Before the 2003 enactment of the HIPAA Privacy Rule, people’s private information could be distributed to entities without their knowledge or consent (HHS, 2006). In some cases, individuals’ information collected by health insurance providers was given to loan lenders, employers or other health insurance agencies who could then use this information against the individual (HHS, 2006). People’s personal information was being distributed to third parties that had no connection to the entity that obtained those data. As a result, legislators implemented the HIPAA Privacy Rule to ensure that individual’s personal information was not distributed to third parties without their authorization.
The ratification of the HIPAA Privacy Rule also created security guidelines for online electronic systems and ensured that individuals were not discriminated against when applying for insurance or even employment opportunities because of a preexisting health condition (HHS, 2017). The Privacy Rule required health facilities and client-centered businesses to ensure that client information was safely protected. The implementation of these measures are considered necessary to ensure that people’s information remains confidential even with the increased use of technology. The overall intention of HIPAA’s Privacy Rule was to protect client information from being distributed and to also give people the right to protect their medical history (Houser, et al., 2007). Although many people oppose HIPAA due to its strict guidelines, its implementation is necessary to protect individuals, communities and their information from being distributed inappropriately.
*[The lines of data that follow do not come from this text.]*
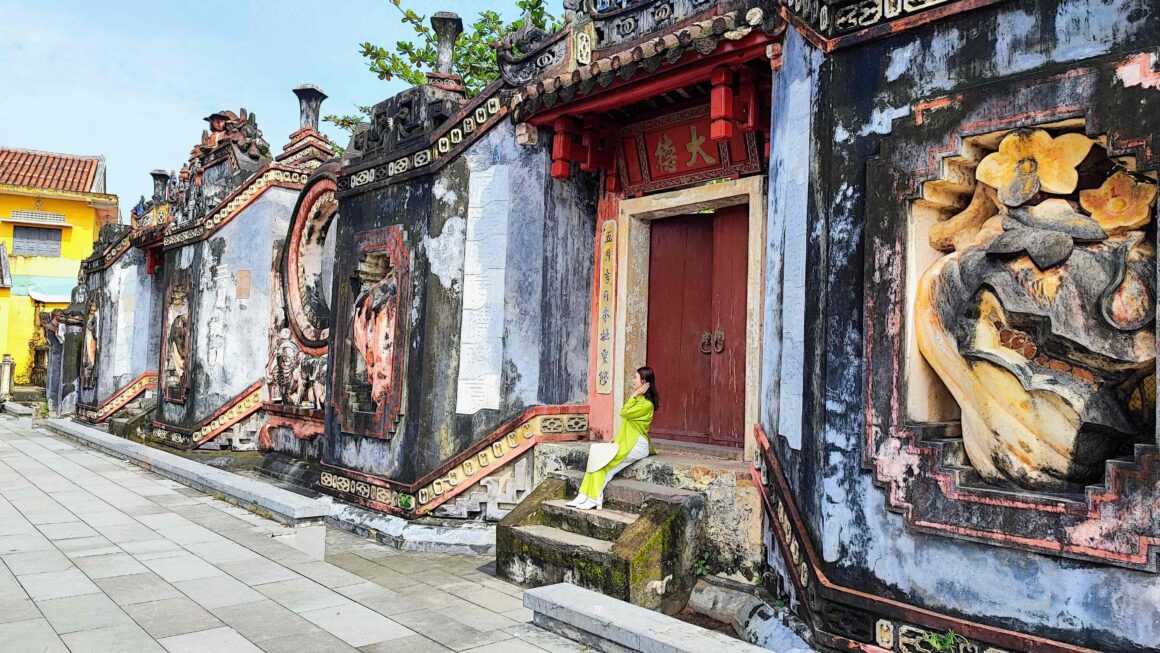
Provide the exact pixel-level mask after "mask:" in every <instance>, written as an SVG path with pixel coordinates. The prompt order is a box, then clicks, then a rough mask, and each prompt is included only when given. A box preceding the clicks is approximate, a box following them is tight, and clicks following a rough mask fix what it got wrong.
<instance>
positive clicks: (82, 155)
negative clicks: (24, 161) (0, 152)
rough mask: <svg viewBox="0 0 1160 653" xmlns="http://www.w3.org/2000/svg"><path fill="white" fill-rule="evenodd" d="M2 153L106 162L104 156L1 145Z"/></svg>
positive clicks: (97, 154) (25, 147) (7, 145)
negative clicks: (75, 153) (20, 153)
mask: <svg viewBox="0 0 1160 653" xmlns="http://www.w3.org/2000/svg"><path fill="white" fill-rule="evenodd" d="M0 152H20V153H21V154H36V155H41V157H61V158H64V159H85V160H86V161H104V154H68V153H67V152H52V151H49V150H29V148H27V147H10V146H8V145H0Z"/></svg>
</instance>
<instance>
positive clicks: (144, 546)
mask: <svg viewBox="0 0 1160 653" xmlns="http://www.w3.org/2000/svg"><path fill="white" fill-rule="evenodd" d="M121 549H123V550H124V551H125V553H132V556H133V558H137V559H138V560H153V559H157V558H172V557H173V556H181V554H184V553H186V550H184V549H182V547H181V545H180V544H177V543H176V542H173V540H171V539H165V538H164V537H160V536H158V537H157V538H155V539H142V540H139V542H124V543H122V544H121Z"/></svg>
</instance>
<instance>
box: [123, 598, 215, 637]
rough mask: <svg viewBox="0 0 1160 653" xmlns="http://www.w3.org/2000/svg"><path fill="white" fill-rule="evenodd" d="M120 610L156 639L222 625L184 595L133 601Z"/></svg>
mask: <svg viewBox="0 0 1160 653" xmlns="http://www.w3.org/2000/svg"><path fill="white" fill-rule="evenodd" d="M124 610H125V612H128V614H129V616H130V617H132V618H133V621H135V622H137V623H138V624H139V625H140V626H142V627H143V629H145V631H146V632H148V633H150V636H152V637H154V638H157V639H161V638H165V637H172V636H175V634H184V633H187V632H196V631H200V630H209V629H215V627H220V626H222V622H219V621H218V618H217V617H215V616H213V615H211V614H209V612H206V611H205V610H203V609H202V608H201V607H200V605H197V604H196V603H194V602H193V601H190V600H189V598H186V597H180V598H166V600H164V601H150V602H147V603H133V604H131V605H125V607H124Z"/></svg>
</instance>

Benitez, K., & Malin, B. (2010). Evaluating re-identification risks with respect to the HIPAA privacy rule. Journal of the American Medical Informatics Association, 17(2), 169-177 Chicago.
Houser, S., Houser, H., & Shewchuk, R. (2007). Assessing the effects of the HIPAA privacy rule on release of patient information by health care facilities. Perspectives in Health Information Management, 4, 1
U.S. Department of Health & Human Services. (2006). Why is the HIPAA Privacy Rule needed? Health Information Privacy.